Adjustments are needed in part because many clients are spooked. Some 59 percent of those recently surveyed by the AARP said it was only “somewhat likely” or “not at all likely” that the combination of their savings, investments and Social Security benefits would be sufficient to cover their financial needs through retirement.

The system, according to the latest Social Security trustees report, is running in the red for the first time since the 1980s. If current trends continue, it would have to start paying less than promised benefits in about 15 years.

“Today’s report,” the trustees wrote, “shows that, as a whole, Social Security is fully funded until 2034, and after that it is about three-quarters financed.”

For those advisors fearful that this will lead to means-testing Social Security, Michael Kitces, a CFP with his own firm in Columbia, Md., has a message: It is happening. There is already a means test, he says, “fully included in how Social Security benefits are calculated today.”

He says his assumptions are based on trustee reports that, even without fixes, 70 percent of the promised benefits will still be paid because they don’t depend on the trust fund, but on money now coming into the system through payroll taxes.

“We project Social Security benefits to grow at 1 percent less than the general rate of inflation,” he says, “as a way to slowly temper benefits over time in case some level of future benefits reductions are applied, if only by extending the current means-testing system on benefits.”

Over 30 years, he notes, a 1 percent a year reduction in real benefits “amounts to a 30 percent cumulative haircut over time, and is consistent with the projection that Social Security benefits would have to be reduced by about 30 percent in the future if we do nothing to fix the system.”

Fixes will also be needed over the next few years because not enough people are paying in to support a growing population of recipients.

“The number of retirees is projected to grow faster than the number of workers, due to demographic changes, unless we significantly boost immigration,” according to Stephen J. Entin in a new report on Social Security for the Tax Foundation.

He says the system can be fixed by changes in benefits formulas. However, until reforms are enacted, not enough American workers are entering the system to keep promises made to Social Security recipients.

“The native population fertility rate is well below replacement levels,” Entin writes. “The replacement rate is an average of 2.1 children per woman over her lifetime. The current fertility rate is under 1.9. The Social Security actuaries are hoping and assuming it rises to 2.0 in their best-guess assumption set, but that may be wishful thinking.”

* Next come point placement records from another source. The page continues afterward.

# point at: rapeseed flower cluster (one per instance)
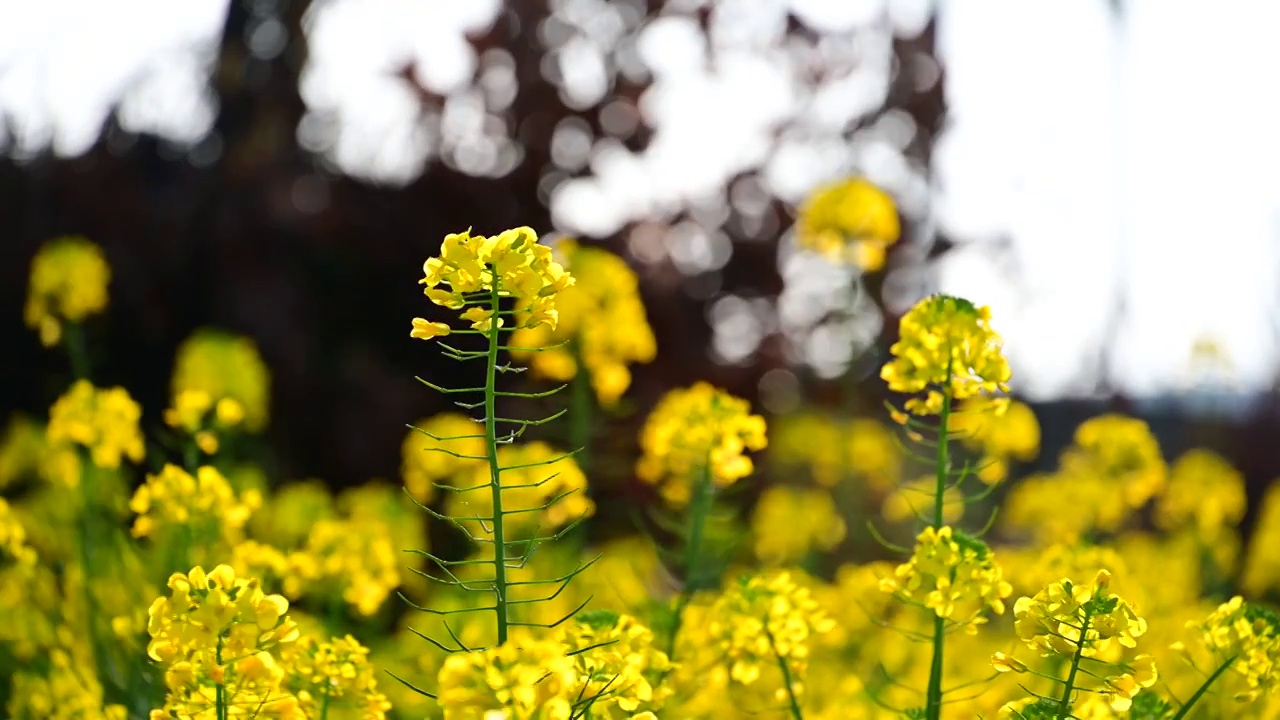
(600, 324)
(954, 575)
(850, 220)
(511, 264)
(767, 621)
(101, 422)
(698, 429)
(68, 285)
(223, 367)
(946, 349)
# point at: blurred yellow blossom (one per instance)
(104, 422)
(602, 323)
(355, 560)
(617, 666)
(329, 677)
(511, 263)
(764, 620)
(694, 429)
(533, 475)
(224, 367)
(1246, 636)
(946, 349)
(951, 574)
(528, 678)
(68, 283)
(204, 504)
(789, 523)
(850, 220)
(1205, 492)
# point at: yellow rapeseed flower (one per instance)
(789, 523)
(225, 365)
(602, 322)
(764, 619)
(999, 436)
(425, 460)
(334, 675)
(618, 669)
(103, 422)
(695, 429)
(951, 574)
(204, 504)
(849, 220)
(946, 349)
(1205, 491)
(68, 283)
(530, 677)
(511, 263)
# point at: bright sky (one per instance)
(1093, 159)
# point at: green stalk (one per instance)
(933, 695)
(1064, 705)
(220, 697)
(699, 507)
(796, 714)
(581, 404)
(1203, 688)
(490, 436)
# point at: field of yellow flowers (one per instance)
(165, 577)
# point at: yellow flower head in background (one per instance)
(68, 283)
(204, 502)
(1086, 621)
(336, 675)
(1001, 431)
(224, 367)
(946, 347)
(513, 264)
(426, 460)
(849, 220)
(789, 523)
(951, 574)
(1121, 452)
(1205, 491)
(764, 618)
(693, 429)
(104, 422)
(1251, 634)
(603, 319)
(617, 666)
(529, 677)
(197, 415)
(534, 475)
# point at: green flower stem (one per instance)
(933, 695)
(581, 405)
(1203, 688)
(86, 557)
(699, 507)
(1064, 705)
(796, 714)
(490, 437)
(220, 697)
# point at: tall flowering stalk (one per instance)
(946, 352)
(1089, 627)
(502, 283)
(695, 442)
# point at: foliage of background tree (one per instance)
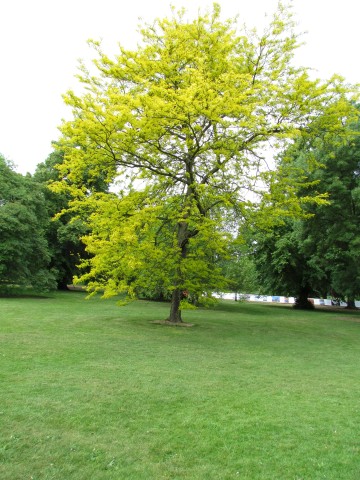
(187, 114)
(319, 255)
(24, 253)
(63, 233)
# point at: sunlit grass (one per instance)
(91, 391)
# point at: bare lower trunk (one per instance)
(350, 303)
(302, 302)
(183, 240)
(175, 312)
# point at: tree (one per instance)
(187, 115)
(332, 234)
(63, 233)
(24, 254)
(318, 254)
(282, 266)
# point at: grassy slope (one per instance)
(91, 391)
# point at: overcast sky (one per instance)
(41, 41)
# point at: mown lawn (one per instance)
(92, 391)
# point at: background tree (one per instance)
(64, 232)
(189, 114)
(24, 253)
(332, 236)
(318, 254)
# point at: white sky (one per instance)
(41, 41)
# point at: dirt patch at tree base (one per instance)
(173, 324)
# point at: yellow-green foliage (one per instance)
(188, 115)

Advisors must take Social Security’s problems into their calculations.

“The demographics and the promised real benefit increases are why the system is projected to run larger and larger deficits,” Entin writes. “There are just not enough future workers to pay into the system to maintain that pace of real benefit growth.”

The well-off, those with significant retirement income, are an obvious target for future cuts. But another advisor says unrealistic expectations about Social Security could also hurt those at the other end of the scale. Those without significant private retirement savings are running a big risk.

“Generally, I don’t want to see someone have more than 20 percent of their retirement incoming from Social Security,” says Charles Hughes, a CFP in Bay Shore, N.Y. “Some actually are depending on 50 percent of their income to come from Social Security.” That’s a figure he finds unrealistic.

“When people tell me they expect Social Security will be half of their retirement income, our discussion takes a different tack,” Hughes says.

“I tell those people that they will have to consider a lifestyle change; that [it] is very difficult to construct a retirement plan when so much is dependent on Social Security.”

Hughes fears that, with Social Security deficits continuing, some years there will be no cost-of-living adjustments.

Advisors need to anticipate problems with the program in the next decade, he adds. These problems could change the assumptions of retirement planning, according to Hughes.

“If Social Security is reduced,” he says, “we may well have to re-examine our assumptions about an initial 4 percent withdrawal rate in the first year of retirement.”